Antes de convertirse en Satanás, se llamaba Luzbel. De extraordinaria belleza e inteligencia era el príncipe de los ángeles. Dicen las Sagradas Escrituras que Luzbel y algunos de los ángeles, espíritus puros dotados de una inteligencia más aguda y facultades superiores a las de los seres humanos, un día se sintieron como dioses y se rebelaron contra el Creador. Desde entonces Luzbel dejó de ser ángel y su nombre fue cambiado por el de Lucifer, o Satanás. Desde entonces también la soberbia ha sido el principio de todo pecado. El relato de Adán y Eva en el Paraíso en que comieron la fruta prohibida del árbol del Bien y del Mal desobedeciendo el mandato de Dios habla de quienes, a semejanza de los ángeles, se dejan morder por la serpiente de la soberbia, y tratan de actuar como dioses.

Dicen que la soberbia intelectual es más gruesa que la coraza de un buque de guerra. Al principio es imperceptible. Un simple aleteo que acrecienta en demasía la seguridad en sí mismo y agiganta la autoestima. Poco a poco, si no es detectada, va cobrando fuerza hasta convertirse en una pasión arrolladora más fuerte que el amor o el odio. Se instala en el cerebro y en el corazón con sus poderosas tenazas y es tal su fuerza que oscurece la mente, robándole toda objetividad. El orgullo y apetito desordenado de la propia excelencia, la excesiva estimación de las propias cualidades e ideas con menosprecio de las de los demás, el exceso de pompa, son algunas de sus manifestaciones.

La persona soberbia llama sabiduría a lo que ella sabe, e ignorancia a lo que saben los demás. Habla con prepotencia porque ignora la realidad. No la conoce porque es superficial. Es superficial porque juzga los hechos sin profundizar.
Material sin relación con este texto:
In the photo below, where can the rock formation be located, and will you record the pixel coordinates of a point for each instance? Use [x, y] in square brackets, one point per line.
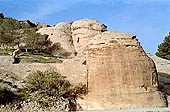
[61, 36]
[83, 31]
[120, 74]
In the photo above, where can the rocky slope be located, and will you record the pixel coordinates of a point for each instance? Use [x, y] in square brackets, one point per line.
[113, 65]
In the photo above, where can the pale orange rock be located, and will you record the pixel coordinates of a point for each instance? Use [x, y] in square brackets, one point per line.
[83, 31]
[120, 74]
[60, 34]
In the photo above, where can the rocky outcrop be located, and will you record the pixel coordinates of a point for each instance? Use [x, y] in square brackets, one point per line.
[113, 65]
[41, 25]
[120, 74]
[60, 35]
[163, 67]
[83, 31]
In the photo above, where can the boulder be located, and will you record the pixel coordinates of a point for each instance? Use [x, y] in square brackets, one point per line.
[83, 31]
[120, 74]
[60, 35]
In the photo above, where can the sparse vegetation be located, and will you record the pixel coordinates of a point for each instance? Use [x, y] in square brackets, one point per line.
[50, 86]
[164, 48]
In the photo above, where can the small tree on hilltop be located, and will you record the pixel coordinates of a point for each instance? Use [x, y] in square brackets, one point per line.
[164, 48]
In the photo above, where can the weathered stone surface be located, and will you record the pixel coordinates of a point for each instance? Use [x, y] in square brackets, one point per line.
[120, 74]
[60, 34]
[163, 67]
[83, 31]
[74, 70]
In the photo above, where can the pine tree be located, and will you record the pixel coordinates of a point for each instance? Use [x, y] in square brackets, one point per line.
[164, 48]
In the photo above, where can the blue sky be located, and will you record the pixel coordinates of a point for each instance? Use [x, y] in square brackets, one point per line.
[148, 19]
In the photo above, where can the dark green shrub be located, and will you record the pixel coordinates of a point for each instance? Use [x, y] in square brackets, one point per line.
[164, 48]
[50, 85]
[7, 96]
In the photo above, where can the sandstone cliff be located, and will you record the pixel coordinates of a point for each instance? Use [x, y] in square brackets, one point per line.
[117, 71]
[120, 74]
[60, 34]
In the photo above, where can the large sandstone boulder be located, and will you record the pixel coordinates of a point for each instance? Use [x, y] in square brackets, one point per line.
[61, 36]
[83, 31]
[120, 74]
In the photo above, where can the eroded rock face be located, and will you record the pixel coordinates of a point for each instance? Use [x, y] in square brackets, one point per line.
[83, 31]
[61, 36]
[120, 74]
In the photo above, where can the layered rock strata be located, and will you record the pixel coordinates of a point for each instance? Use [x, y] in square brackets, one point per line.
[120, 74]
[83, 31]
[61, 36]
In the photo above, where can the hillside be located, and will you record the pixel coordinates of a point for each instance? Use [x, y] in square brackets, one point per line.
[113, 67]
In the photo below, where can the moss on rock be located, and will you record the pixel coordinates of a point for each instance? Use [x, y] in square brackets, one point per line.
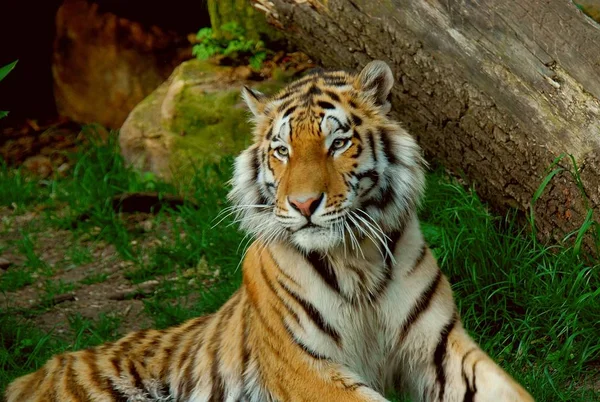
[196, 116]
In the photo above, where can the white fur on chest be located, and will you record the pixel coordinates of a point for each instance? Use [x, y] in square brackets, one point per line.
[368, 330]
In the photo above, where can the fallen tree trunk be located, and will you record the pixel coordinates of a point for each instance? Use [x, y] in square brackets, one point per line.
[495, 89]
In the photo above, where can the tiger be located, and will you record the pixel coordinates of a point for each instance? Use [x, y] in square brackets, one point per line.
[341, 298]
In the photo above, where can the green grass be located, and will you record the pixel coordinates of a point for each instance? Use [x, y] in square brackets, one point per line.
[533, 307]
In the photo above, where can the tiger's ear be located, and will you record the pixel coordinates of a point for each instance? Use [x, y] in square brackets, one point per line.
[377, 80]
[254, 99]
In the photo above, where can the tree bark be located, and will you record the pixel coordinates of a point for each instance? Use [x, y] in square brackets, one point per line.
[495, 90]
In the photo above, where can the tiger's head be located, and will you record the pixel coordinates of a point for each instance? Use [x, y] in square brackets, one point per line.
[328, 166]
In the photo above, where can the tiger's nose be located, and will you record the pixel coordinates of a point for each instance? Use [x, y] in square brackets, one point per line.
[306, 205]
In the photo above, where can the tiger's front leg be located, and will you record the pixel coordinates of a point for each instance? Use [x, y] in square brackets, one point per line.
[436, 358]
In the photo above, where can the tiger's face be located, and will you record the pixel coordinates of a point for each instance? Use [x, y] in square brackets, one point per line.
[328, 166]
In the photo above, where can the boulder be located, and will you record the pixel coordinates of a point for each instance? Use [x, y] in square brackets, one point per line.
[196, 116]
[103, 65]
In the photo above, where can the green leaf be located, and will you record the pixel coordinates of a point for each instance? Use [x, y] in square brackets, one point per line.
[7, 69]
[204, 33]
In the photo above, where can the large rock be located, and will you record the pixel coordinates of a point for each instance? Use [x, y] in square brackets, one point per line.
[104, 65]
[196, 116]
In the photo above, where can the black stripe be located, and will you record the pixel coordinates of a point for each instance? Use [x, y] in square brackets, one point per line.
[471, 388]
[440, 355]
[335, 81]
[333, 95]
[388, 275]
[420, 305]
[303, 346]
[387, 147]
[290, 110]
[218, 388]
[269, 132]
[371, 141]
[419, 259]
[324, 269]
[245, 347]
[187, 385]
[272, 288]
[325, 105]
[314, 90]
[137, 380]
[117, 396]
[284, 105]
[255, 162]
[312, 313]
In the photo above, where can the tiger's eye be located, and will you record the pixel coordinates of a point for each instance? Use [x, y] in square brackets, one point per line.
[282, 151]
[339, 143]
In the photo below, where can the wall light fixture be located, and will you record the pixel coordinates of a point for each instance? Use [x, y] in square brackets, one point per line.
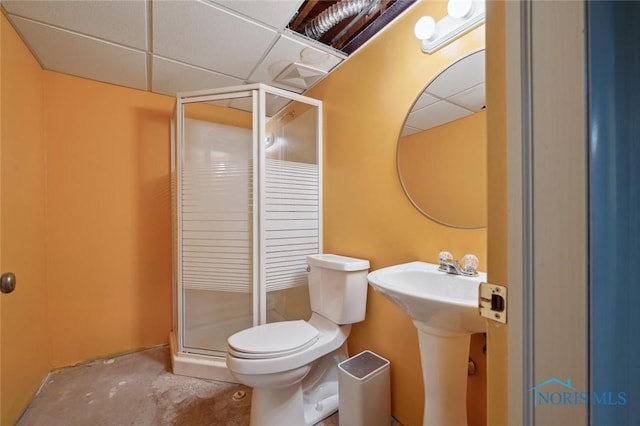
[462, 17]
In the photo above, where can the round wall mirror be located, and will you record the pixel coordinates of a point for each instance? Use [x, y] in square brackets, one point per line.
[442, 148]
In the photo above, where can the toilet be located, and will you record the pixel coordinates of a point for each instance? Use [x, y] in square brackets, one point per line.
[293, 365]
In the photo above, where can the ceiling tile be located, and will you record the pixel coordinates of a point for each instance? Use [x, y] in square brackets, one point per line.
[473, 99]
[171, 77]
[465, 73]
[286, 52]
[434, 115]
[66, 52]
[276, 13]
[122, 22]
[234, 51]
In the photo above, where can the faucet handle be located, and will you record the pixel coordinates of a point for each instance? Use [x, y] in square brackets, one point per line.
[470, 264]
[444, 258]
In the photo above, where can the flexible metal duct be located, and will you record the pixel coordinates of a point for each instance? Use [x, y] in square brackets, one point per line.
[333, 15]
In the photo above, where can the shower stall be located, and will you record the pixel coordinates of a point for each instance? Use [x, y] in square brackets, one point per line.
[246, 211]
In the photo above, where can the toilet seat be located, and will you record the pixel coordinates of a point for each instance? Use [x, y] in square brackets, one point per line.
[273, 340]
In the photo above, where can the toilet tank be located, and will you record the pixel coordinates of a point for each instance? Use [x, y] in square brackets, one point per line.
[338, 287]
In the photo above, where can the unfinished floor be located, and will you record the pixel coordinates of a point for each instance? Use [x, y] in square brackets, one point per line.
[138, 389]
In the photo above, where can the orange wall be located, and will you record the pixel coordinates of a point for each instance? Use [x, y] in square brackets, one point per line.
[366, 213]
[24, 348]
[497, 360]
[108, 214]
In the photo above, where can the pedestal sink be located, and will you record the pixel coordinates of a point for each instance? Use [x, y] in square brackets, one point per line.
[444, 309]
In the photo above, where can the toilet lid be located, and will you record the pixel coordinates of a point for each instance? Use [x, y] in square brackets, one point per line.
[273, 339]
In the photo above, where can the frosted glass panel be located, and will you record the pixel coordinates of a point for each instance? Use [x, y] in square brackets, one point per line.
[217, 225]
[291, 209]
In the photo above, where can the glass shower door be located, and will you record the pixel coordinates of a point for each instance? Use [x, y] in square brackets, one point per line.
[217, 210]
[292, 226]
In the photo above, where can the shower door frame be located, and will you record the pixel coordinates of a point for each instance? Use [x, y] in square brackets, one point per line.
[258, 93]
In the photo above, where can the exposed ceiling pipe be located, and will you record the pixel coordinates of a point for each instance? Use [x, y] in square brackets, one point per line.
[335, 14]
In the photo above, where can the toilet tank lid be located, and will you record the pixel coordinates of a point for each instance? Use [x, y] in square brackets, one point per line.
[339, 263]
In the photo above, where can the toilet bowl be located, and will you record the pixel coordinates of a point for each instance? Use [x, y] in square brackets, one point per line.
[293, 365]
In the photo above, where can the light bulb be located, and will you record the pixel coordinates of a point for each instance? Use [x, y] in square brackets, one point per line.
[425, 28]
[459, 9]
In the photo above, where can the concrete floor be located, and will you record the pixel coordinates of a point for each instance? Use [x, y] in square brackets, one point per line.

Pega la nariz a la pared y no ve lo que hay tras ella. Cuidado cuando una persona soberbia ocupa un puesto público. Experimenta un gozo desordenado. El poder de modificar las vidas de los ciudadanos y hacer cambios que repercutan en el futuro de la Nación debe ser una experiencia embriagadora. Un momento que se sube a la cabeza aunque los dolores de cabeza vengan después.
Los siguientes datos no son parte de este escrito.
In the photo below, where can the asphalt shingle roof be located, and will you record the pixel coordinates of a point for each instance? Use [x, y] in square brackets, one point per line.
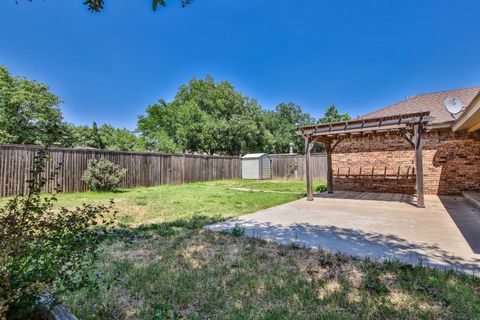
[432, 102]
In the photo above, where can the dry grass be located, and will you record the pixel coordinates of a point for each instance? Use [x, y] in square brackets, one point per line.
[198, 274]
[174, 268]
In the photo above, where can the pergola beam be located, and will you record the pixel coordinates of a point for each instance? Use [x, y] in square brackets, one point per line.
[409, 126]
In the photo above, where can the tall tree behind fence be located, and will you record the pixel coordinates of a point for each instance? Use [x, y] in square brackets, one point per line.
[143, 169]
[286, 166]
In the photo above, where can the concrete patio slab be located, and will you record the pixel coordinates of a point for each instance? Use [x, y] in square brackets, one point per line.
[445, 234]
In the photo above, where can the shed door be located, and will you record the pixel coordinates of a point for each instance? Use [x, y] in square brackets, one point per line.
[250, 169]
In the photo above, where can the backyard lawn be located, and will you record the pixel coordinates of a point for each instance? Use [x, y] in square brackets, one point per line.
[165, 265]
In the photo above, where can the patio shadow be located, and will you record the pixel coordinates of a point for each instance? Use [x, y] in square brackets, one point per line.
[466, 218]
[354, 242]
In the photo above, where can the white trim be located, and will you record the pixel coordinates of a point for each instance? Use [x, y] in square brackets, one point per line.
[472, 110]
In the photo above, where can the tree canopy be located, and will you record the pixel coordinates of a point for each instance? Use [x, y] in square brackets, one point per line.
[29, 112]
[205, 116]
[98, 5]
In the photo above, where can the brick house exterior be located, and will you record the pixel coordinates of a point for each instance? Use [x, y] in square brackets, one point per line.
[451, 158]
[451, 163]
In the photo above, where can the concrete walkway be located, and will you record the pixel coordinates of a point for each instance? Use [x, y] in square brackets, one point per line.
[445, 234]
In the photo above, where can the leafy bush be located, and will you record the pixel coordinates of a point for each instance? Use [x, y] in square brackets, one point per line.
[103, 175]
[46, 250]
[238, 231]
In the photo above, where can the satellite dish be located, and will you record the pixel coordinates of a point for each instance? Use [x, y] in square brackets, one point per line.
[453, 104]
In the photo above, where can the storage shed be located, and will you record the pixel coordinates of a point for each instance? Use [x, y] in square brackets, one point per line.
[256, 166]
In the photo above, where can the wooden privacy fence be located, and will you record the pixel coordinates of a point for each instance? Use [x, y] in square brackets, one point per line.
[287, 166]
[143, 169]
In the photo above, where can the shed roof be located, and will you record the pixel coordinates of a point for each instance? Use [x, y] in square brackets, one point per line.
[253, 155]
[428, 102]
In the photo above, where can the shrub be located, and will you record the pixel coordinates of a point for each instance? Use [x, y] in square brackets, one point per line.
[238, 231]
[103, 175]
[46, 250]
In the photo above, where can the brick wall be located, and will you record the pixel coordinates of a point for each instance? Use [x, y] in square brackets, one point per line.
[451, 163]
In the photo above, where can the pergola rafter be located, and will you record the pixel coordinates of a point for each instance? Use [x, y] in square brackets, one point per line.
[409, 126]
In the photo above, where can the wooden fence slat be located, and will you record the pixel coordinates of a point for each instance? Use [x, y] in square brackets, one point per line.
[143, 168]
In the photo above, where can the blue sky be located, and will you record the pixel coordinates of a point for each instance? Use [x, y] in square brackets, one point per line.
[358, 55]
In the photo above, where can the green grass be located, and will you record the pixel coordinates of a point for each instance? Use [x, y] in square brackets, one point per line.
[278, 186]
[209, 200]
[174, 267]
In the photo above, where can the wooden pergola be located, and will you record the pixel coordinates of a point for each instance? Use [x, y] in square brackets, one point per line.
[409, 126]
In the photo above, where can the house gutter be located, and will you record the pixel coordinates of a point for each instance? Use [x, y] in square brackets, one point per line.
[470, 118]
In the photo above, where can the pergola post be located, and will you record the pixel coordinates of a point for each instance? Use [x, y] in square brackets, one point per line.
[418, 129]
[308, 165]
[329, 149]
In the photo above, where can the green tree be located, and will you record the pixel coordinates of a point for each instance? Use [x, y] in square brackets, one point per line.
[97, 5]
[119, 139]
[206, 117]
[333, 115]
[29, 112]
[283, 123]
En realidad el poder es una alucinación. Lo que se tiene no es precisamente el poder, sino la autoridad. El poder implica la capacidad y la posibilidad de realizar lo que se planea. La autoridad, en cambio, significa que se puede MANDAR que se haga lo que se ha planeado. El tiempo y los medios que la orden toma para filtrarse hasta el campesino en los campos de trigo, o el minero en las galerías subterráneas de carbón, le resta gran parte de su fuerza y también de su sentido. Las órdenes dependen de otros para su ejecución. La autoridad que se delega es limitada, y las fórmulas son estrechas, incapaces de contener y de remediar la agonía de un pueblo en crisis.

Si el gobernante se instala en un pedestal, difícilmente encontrará quién se atreva a acercarse a él con la verdad o con información que él no desee oír, porque sería tanto como reconocer un error, o un fracaso en su gobierno. Y el error o el fracaso jamás han sido reconocidos por una persona soberbia.
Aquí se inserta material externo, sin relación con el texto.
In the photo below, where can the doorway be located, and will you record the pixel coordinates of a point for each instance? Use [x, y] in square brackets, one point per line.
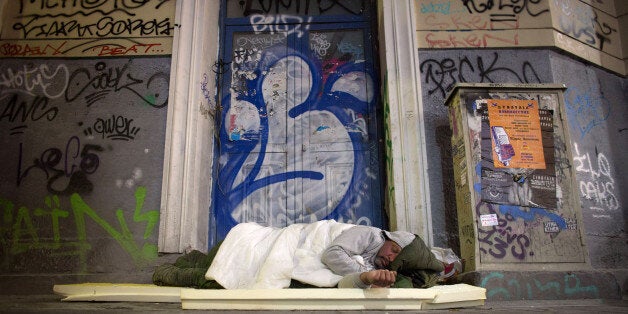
[300, 131]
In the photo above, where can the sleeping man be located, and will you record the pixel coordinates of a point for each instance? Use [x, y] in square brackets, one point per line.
[362, 254]
[325, 253]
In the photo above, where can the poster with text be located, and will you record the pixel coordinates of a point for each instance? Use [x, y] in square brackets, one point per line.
[517, 141]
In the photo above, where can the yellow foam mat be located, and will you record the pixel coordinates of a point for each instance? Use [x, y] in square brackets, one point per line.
[438, 297]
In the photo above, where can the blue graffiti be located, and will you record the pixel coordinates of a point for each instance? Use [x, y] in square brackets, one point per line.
[585, 111]
[242, 143]
[517, 212]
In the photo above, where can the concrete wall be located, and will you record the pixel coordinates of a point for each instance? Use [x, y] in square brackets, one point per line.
[490, 49]
[83, 102]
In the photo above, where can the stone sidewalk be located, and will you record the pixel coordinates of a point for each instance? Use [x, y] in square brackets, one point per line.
[52, 304]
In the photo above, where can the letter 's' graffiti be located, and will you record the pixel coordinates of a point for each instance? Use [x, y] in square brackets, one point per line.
[18, 228]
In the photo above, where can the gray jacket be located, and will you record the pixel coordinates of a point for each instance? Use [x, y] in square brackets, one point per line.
[345, 252]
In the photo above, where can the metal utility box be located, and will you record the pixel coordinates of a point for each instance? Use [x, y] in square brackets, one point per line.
[517, 205]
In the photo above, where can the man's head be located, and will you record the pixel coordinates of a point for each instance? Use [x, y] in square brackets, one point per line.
[395, 242]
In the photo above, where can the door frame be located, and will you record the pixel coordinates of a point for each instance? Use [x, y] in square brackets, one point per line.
[185, 211]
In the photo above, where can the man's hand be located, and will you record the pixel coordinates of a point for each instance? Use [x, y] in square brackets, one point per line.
[379, 277]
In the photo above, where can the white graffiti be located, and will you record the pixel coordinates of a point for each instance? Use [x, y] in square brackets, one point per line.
[596, 180]
[281, 23]
[319, 44]
[50, 83]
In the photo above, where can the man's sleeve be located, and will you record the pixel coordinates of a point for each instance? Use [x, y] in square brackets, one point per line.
[343, 255]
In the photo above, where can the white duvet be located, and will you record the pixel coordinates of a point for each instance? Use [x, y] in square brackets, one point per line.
[258, 257]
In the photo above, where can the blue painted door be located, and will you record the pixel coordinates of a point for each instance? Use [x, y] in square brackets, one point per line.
[299, 131]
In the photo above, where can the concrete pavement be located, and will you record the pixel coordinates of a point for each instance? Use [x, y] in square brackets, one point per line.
[51, 304]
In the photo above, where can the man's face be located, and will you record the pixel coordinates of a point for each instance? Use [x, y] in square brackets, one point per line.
[387, 254]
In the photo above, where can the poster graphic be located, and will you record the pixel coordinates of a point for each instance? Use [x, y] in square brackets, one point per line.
[517, 143]
[516, 133]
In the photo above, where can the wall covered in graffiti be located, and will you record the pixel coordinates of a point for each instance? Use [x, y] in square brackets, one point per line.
[596, 110]
[82, 136]
[595, 121]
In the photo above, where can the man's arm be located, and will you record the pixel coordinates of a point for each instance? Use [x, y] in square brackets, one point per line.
[378, 278]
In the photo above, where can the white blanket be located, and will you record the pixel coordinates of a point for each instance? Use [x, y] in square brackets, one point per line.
[258, 257]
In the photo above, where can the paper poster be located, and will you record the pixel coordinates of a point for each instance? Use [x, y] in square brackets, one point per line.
[506, 176]
[515, 133]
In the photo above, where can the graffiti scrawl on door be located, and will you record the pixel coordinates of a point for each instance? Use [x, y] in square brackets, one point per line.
[298, 135]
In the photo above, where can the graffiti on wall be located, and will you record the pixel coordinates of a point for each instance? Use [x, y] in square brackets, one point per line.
[440, 75]
[500, 286]
[20, 233]
[469, 23]
[64, 125]
[588, 25]
[579, 27]
[315, 103]
[586, 110]
[596, 183]
[87, 28]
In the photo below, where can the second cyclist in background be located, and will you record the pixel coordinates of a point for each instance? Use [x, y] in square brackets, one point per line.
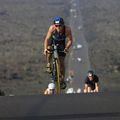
[91, 83]
[62, 36]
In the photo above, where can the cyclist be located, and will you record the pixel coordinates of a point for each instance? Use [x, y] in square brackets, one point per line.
[50, 90]
[91, 83]
[62, 36]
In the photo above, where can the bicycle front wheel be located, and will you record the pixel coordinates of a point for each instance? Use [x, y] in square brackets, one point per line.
[57, 77]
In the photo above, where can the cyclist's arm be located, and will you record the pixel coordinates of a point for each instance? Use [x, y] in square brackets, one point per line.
[69, 38]
[46, 92]
[47, 38]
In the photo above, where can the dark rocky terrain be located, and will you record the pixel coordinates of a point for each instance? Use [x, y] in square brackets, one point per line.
[23, 26]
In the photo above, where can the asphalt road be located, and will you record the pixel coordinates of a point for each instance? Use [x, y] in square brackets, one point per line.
[79, 60]
[102, 106]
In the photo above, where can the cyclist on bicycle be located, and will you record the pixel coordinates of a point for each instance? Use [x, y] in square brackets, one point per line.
[62, 36]
[50, 90]
[91, 83]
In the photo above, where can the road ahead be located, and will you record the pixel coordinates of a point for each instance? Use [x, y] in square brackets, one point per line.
[78, 61]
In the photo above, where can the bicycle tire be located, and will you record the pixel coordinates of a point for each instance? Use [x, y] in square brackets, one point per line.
[56, 75]
[58, 89]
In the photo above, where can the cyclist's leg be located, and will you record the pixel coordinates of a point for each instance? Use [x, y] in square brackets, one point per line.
[62, 72]
[48, 58]
[62, 67]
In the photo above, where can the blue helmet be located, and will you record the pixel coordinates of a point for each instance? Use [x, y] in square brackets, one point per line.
[58, 20]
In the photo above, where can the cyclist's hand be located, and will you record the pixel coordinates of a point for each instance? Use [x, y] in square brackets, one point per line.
[66, 50]
[45, 51]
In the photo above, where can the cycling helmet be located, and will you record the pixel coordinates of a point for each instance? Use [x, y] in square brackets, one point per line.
[90, 73]
[58, 20]
[51, 86]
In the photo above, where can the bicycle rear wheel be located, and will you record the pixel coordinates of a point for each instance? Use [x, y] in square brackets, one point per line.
[58, 90]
Los que estamos muy lejos del poder gustamos de crear ídolos de nuestros gobernantes. Somos responsables de convertir en tiranos a nuestros líderes: las alabanzas de las multitudes suelen hacer un pastor soberbio de un rebaño sin rostro. Los grandes hombres y mujeres son en ocasiones peligrosos. Cuando sus sueños fallan, los entierran bajo las cenizas de las que fueran las ciudades de aquellas muchedumbres que otrora los vitorearon.

La pluralidad que recién estrenamos confirma que es difícil vivir en la arena política y hacer funcionar un gobierno democrático. A menudo se es tentado hacia alguna forma de dictadura o manipulación: el consenso implica mucho tiempo, reflexión y respeto. Sin embargo, aunque parezca paradójico, el gobierno democrático requiere –entre otras cosas– fuertes dosis de humildad. Ser humildes para reconocer errores y modificar el rumbo. Humildad para aceptar puntos de vista de otros que resuelvan mejor los problemas. Humildad para trabajar en equipo y dejar para la historia el gobierno de un solo hombre, de un semidiós.

El gobierno democrático requiere de líderes convencidos de que el fin de toda actividad política debe ser asegurar el bien común. El Paraíso de la Democracia suele perderse cuando es mordido por la serpiente de la soberbia. Y la soberbia anida hasta en las alas de los ángeles.